6. The method of any one of claim 1, wherein the subject has one or more single nucleotide polymorphisms in a TCF4 gene.

7. The method of any one of claim 1, wherein the subject has a chromosomal deletion including at least a portion of a TCF4 gene.

8. The method of any one of claim 1, wherein the subject has a complete deletion of a TCF4 gene.

9. The method of any one of claim 1, wherein the subject has a chromosomal translocation comprising at least a portion of a TCF4 gene.

10. The method of any one of claim 1, wherein the subject has a translocation, frameshift, or non-sense mutation in a TCF4 gene.

11. The method of any one of claim 1, wherein the subject is an infant or pediatric subject.

12. The method of any one of claim 1, wherein the subject has an age selected from about 16 years of age or less, about 12 years of age or less, about 8 years of age or less, about 5 years of age or less, and about 2 years of age or less.

13. The method of any one of claim 1, wherein the subject is an adult subject.

14. The method of any one of claim 1, wherein the administering of the sobetirome or a prodrug or derivative thereof is orally, parenterally, transdermally, sublingually, rectally, or intranasally.

15. The method of any one of claim 1, wherein the administration is by a single daily dose of sobetirome or a prodrug or derivative thereof.

16. The method of any one of claim 1, wherein the administration of sobetirome or a prodrug or derivative thereof is more than once daily.

17. The method of any one of claim 1, wherein the prodrug of sobetirome comprises Sob-AM2.

18. The method of any one of claim 1, further comprising administering one or more therapeutic agents in combination with sobetirome or a prodrug or derivative thereof.

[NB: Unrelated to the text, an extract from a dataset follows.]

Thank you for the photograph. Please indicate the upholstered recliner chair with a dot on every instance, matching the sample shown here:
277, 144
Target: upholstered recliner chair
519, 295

19. The method of claim 18, wherein the one or more therapeutic agents are selected from clemastine, benzatropine, oxybutynin, trospium, ipratroprium, quetiapine, T3, XAV939, atropine, tiotropium, clobetasol, miconazole, hydroxyzine, oxiconazole, propafenone, benztropine, clotrimazole, tamoxifen, ketoconazole, dicyclomine, vesamicol, haloperidol, medroxyprogesterone, megestrol, ifenprodil, oxybutinin, bifonazole, cinanserin, betamethasone, methylprednisolone, econazole, and donepezil, or any other known or unknown pro-myelinating compound.

20. The method of claim 18, wherein the one or more therapeutic agents comprise a muscarinic receptor antagonist.

21. The method of claim 20, wherein the muscarinic receptor antagonist is selected from atropine, glycopyrronium bromide, ipratropium bromide, oxybutynin, scopolamine, tiotropium bromide, benztropine, darifenacin, fesoterodine, trihexyphenidyl, tolterodine, trospium chloride, solifenacin, propantheline bromide, and propiverine, or any other known or unknown muscarinic receptor antagonist.

22. The use of sobetirome or a prodrug or derivative thereof the manufacture of a medicament for treating a disease, disorder, or condition associated with or suspected of being associated with dysmyelination.